Stepfamily relationships are among the most volatile on Earth. While many families succeed in maintaining functional and civil relationships on both sides of the family, the ghost yard of stepfamilies past is littered with epic tales of the animosity shown between a new husband and wife and the other side of the family. If this is your first venture into stepfamily territory, it’s important to know what you’re getting into.
What makes stepfamily relationships so difficult?
Stepfamilies are built upon the ashes of the old family. Unfortunately, many of these ashes are still simmering, and there may even be giant piles of burning embers buried beneath it all. These embers of discontent may reside in a stepchild, a former spouse, or even other extended family. Either way, they can come flaring back to life to try and destroy the new structure being built.
When children are involved, there’s also a shared link between the new and the old. Anytime you take two separate families with two different sets of competing interests and make them tap-dance around the same shared resources, there’s going to be conflict. This happens even when there isn’t a lot of shared animosity between them. Each side is going to focus on their own needs. They’re going to have their own set of grievances, and each will think the other side is being unfair whenever something doesn’t suit their interests.
The following account is pretty typical of the type of things that go on when sharing children between two households: “Their phone calls came at all hours. Whatever we were doing had to be dropped to discuss travel plans or other visitation problems. …After visits, the other parents gave the children ‘messages’ to transmit back to us – usually negative ones. There were other interchanges – mostly unpleasant ones. We yelled at each other. We called each other names. We argued endlessly over money and ended up in court when we were unable to resolve the issues on our own. It seemed as if we were infected with a contagious, ongoing anger which we passed back and forth among ourselves. The intensity of their hostility toward us was matched only by the intensity of our hostility toward them. Anger – and shared children – linked us together. It also drained a lot of energy.

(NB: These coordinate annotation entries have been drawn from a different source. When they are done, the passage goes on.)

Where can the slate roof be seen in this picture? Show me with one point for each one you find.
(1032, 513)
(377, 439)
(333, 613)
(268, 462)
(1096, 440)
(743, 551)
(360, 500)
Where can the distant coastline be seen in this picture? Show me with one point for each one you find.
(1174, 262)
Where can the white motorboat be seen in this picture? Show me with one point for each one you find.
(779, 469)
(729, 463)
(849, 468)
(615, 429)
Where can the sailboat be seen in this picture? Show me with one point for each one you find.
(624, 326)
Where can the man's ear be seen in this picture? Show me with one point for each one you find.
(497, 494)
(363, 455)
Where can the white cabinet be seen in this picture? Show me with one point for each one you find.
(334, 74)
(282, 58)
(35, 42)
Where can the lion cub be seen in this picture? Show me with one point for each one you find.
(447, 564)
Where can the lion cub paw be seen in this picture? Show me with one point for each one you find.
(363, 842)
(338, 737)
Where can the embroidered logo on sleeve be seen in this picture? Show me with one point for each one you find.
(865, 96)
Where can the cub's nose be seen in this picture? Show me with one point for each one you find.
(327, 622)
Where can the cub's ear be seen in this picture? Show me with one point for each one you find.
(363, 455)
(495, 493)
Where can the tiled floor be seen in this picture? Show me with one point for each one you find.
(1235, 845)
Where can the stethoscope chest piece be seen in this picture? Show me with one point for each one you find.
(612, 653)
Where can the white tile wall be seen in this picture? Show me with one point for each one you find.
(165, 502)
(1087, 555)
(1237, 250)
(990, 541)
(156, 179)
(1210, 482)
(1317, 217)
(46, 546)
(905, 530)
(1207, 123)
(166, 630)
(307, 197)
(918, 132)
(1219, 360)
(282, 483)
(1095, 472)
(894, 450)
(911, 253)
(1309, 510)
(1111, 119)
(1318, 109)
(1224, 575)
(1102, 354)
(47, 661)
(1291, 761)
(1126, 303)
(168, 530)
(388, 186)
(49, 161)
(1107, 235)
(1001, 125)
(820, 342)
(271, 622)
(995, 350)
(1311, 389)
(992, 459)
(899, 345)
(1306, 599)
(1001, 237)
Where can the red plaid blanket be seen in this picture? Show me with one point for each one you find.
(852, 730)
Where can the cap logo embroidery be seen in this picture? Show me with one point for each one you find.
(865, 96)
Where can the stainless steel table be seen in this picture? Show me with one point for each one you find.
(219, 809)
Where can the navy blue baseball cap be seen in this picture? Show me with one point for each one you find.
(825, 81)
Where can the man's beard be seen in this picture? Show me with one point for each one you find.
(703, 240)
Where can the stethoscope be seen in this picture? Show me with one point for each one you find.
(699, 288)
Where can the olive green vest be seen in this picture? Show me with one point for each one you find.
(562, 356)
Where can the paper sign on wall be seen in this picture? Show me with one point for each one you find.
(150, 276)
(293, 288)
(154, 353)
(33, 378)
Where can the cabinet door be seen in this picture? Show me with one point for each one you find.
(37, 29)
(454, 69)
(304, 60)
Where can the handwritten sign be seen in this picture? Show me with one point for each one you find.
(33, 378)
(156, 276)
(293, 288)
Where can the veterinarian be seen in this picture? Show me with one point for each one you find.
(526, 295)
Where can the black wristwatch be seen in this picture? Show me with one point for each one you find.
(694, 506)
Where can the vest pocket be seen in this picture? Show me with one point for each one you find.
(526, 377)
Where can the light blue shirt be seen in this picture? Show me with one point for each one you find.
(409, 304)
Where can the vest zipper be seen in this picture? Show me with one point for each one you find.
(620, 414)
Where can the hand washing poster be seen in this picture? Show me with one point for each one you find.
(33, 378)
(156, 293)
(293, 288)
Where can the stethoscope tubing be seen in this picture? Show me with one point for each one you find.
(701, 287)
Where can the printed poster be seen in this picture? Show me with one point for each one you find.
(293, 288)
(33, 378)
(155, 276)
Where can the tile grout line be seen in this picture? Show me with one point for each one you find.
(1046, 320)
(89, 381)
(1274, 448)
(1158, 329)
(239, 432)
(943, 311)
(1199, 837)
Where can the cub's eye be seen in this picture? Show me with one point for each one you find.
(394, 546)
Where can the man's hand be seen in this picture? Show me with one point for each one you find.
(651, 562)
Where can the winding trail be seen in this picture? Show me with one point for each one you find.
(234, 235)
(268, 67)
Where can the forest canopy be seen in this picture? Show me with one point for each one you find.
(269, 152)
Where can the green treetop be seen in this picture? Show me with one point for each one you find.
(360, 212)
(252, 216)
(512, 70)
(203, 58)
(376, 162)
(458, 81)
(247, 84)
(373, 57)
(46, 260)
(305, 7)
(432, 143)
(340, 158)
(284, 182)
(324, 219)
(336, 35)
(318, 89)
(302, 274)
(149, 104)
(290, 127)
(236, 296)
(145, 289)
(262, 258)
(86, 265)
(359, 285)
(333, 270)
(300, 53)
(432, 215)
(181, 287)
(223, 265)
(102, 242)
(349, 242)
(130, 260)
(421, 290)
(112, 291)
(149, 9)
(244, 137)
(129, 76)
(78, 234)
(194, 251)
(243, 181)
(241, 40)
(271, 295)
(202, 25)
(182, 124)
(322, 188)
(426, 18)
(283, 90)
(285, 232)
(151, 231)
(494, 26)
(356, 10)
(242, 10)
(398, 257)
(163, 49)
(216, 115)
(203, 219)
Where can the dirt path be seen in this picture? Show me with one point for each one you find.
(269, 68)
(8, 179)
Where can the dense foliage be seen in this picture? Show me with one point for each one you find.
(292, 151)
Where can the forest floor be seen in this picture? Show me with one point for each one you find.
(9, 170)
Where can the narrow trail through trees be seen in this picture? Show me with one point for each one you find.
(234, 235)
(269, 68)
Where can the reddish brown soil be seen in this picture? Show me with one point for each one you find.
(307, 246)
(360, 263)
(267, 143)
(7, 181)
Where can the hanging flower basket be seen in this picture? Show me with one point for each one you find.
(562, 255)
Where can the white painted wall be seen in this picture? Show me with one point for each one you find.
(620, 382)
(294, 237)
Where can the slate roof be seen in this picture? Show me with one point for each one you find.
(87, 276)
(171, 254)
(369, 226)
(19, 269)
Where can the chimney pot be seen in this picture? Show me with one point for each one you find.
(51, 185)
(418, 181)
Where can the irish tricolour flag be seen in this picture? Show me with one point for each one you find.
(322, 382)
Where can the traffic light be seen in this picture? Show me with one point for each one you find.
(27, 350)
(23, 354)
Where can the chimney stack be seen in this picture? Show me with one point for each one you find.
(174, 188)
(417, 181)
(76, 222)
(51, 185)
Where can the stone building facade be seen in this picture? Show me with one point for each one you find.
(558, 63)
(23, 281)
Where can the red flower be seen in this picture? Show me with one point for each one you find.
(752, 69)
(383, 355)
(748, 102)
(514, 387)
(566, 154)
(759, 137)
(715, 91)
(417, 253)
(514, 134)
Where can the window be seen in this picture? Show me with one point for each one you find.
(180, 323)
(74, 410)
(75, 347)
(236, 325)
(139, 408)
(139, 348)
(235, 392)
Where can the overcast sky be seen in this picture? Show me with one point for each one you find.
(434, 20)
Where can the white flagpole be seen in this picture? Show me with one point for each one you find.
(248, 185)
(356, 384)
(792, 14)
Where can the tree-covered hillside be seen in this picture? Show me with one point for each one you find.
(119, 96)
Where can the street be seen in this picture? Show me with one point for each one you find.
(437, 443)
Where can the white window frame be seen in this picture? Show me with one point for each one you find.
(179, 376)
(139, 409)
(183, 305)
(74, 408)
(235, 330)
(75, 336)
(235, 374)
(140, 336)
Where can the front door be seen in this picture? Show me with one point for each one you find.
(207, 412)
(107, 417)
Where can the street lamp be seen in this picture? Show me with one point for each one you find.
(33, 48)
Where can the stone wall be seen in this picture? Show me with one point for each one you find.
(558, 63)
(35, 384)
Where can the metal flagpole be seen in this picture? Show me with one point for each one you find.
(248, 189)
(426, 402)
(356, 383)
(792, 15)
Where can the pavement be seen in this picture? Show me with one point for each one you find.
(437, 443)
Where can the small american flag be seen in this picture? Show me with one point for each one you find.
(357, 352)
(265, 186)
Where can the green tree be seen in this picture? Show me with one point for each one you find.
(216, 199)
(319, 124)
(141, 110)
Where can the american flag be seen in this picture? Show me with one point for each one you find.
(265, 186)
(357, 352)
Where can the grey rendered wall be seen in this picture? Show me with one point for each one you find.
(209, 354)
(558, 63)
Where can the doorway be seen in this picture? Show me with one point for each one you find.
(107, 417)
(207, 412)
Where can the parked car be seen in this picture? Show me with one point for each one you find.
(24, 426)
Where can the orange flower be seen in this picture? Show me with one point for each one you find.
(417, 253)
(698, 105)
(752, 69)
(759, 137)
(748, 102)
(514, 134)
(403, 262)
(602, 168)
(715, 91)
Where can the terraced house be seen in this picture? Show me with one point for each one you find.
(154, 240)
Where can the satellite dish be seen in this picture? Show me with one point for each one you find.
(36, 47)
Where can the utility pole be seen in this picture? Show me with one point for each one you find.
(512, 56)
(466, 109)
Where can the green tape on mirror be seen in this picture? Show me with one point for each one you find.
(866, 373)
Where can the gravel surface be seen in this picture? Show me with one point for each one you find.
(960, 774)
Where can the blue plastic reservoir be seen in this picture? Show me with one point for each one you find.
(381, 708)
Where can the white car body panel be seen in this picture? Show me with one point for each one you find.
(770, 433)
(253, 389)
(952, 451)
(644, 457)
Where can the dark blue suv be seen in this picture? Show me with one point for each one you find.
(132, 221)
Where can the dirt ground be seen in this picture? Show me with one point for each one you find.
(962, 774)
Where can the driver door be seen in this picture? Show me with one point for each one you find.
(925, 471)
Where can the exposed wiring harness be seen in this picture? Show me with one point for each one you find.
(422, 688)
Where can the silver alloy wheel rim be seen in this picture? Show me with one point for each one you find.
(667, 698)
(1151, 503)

“For the children, the situation was extremely difficult. They felt caught in the middle. They were tense both before and after visitation. They hated the threats of ‘going to court’ and the never-ending arguments over money.” (Artlip et al., 1993, p. 130) Such childishness cuts both ways, with many new husbands and new wives taking the initiative to act just as ugly towards the ex as exes sometimes act towards them. One mother says that her husband’s new wife wouldn’t answer the phone, wouldn’t attend school events if she thought the girl’s mother would also be there, and in general just acted like a real twerp. Then after about 5 years, when both were married and pregnant, she suddenly opened up. “I could see my daughter’s relief when she observed how civilized her mother and stepmother finally were,” this mother writes. “I guess time just took care of things.” (Shimberg, 1999, p. 36)
It doesn’t have to be like this. In fact, the quote above demonstrates just how needless and silly much of this conflict is. These two women feuded and bickered for 5 years, hurting the child in the process, then simply decided to stop. Wouldn’t it be great if we never allowed these wars to get going in the first place? This chapter and the next one will help you make this dream a reality.